Cost and quality of life considerations

There is a growing requirement for the health benefits of new interventions to be verified in randomised control trials in order that their costs may be justified. Viscocanalostomy requires the use of a special disposable cannula and high molecular weight viscoelastic, both of which add a combined £120 ($US 200) to the cost of surgery. In deep sclerectomy, the adjunctive collagen implant is priced at approximately £120,1 significantly more than the application of antiproliferative agents. While this price is justifiable should the implant have proved benefit, there is no clear evidence at present to support its use.823 In addition, the use of different permutations of YAG goniopuncture,24 postoperative 5-fluorouracil, and topical hypotensive medication10 all apparently integral to ensuring success, add further to its price structure.

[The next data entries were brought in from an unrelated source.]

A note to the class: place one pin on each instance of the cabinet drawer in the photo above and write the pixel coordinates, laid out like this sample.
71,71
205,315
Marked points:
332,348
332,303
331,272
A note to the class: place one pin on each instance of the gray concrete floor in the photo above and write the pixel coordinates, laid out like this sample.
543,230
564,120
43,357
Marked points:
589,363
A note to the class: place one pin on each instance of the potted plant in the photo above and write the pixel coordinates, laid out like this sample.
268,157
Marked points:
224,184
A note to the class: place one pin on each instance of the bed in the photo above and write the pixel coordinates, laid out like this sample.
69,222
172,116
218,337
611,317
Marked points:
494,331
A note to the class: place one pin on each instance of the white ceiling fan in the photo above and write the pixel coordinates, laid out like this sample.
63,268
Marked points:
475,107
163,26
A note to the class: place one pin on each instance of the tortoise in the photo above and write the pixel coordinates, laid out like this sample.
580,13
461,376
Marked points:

The expenditure implications of using topical medication, in particular, are lifelong and dwarf those of other initial one-off procedures. To place this in perspective, it has been estimated that the cost of 20 years of medical treatment with necessary monitoring would have amounted to £12 000 ($US 20 000) in 1996 terms, not accounting for possible morbidity associated with treatment.25 In addition, topical medication is not without its own set of drawbacks, not least its ability to induce conjunctival cellular change which may limit the survival of functioning filtration blebs.26 It would appear that an operation which appropriately controls IOP, while obviating the need for other costs, especially ongoing medication, would represent an ideal choice of treatment.

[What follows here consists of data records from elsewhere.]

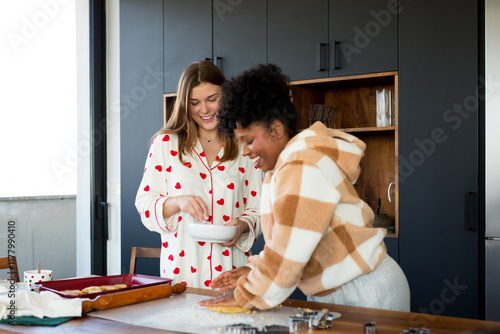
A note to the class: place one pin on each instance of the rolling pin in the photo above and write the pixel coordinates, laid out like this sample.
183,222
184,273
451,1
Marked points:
129,297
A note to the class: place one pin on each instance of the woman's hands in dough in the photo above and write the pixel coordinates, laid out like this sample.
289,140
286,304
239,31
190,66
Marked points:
227,280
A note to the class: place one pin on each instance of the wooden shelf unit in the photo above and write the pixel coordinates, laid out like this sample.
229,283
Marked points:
355,99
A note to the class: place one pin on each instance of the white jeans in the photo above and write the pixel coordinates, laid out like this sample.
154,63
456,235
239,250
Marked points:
385,288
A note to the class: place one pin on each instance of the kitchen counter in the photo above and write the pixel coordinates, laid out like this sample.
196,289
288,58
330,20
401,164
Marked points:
351,321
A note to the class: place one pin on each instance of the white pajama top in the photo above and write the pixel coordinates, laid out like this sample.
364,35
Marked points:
230,190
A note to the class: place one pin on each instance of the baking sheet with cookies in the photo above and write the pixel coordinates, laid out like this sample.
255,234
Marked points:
91,287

Treatment ultimately seeks to limit visual disability and its potential to restrict quality of life in glaucoma. This quality, measured by functional status and sense of wellbeing, is lower in patients with glaucoma compared with control subjects, and is influenced by visual acuity, visual field impairment, and topical medication use. Cardiovascular disease and other non-vascular systemic disease, both more prevalent in this age group, add further to the impact of reduced visual function on quality of life.27-29 One report found that, despite successful long term IOP control following trabeculectomy, the probability of retaining useful vision declined by 31% over 15 years. Half of visual disability was directly attributable to glaucoma and Figure 5 illustrates its rising incidence over time.16 The minimum challenge facing any new treatment must surely be to maintain such outcomes and do so more efficiently.

Figure 5

Probability of retaining useful vision over time following trabeculectomy. Useful vision was defined as visual acuity better than 20/400 and visual field radius greater than 5°. Half of visual disability was estimated to be attributable to glaucoma.(Reprinted from Molteno et al,16 with permission from Elsevier Science.)

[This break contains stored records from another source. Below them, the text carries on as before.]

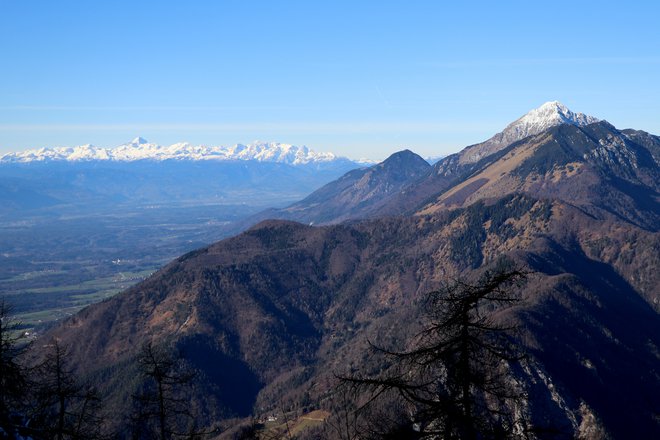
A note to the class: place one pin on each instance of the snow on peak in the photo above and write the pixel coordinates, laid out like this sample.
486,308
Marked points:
139,141
140,149
550,114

The present body of research into non-penetrating surgery has set an early stage on which these operations may be openly and rationally judged as alternatives to the gold standard trabeculectomy. The considerations for justifying new treatments in the context of lifelong disease are many and complex, requiring rigorous assessments that must prove safety and real health benefits over time. More exacting modern concepts would also embody financial and quality of life perspectives. Fundamental questions relating to basic mechanisms of outflow need to be addressed so as to provide a sure premise for treatment as well as pave the way for fresh insights and improvements. Several randomised control trials comparing new and conventional approaches are under way which will, with appropriate follow up, provide a basis for comparison. Current trials are, however, known to have small numbers and this will limit the extent to which these issues can be addressed. Until a larger, possibly multinational study with adequate power is conducted, we may not have sufficient information to justify a change in surgical practice.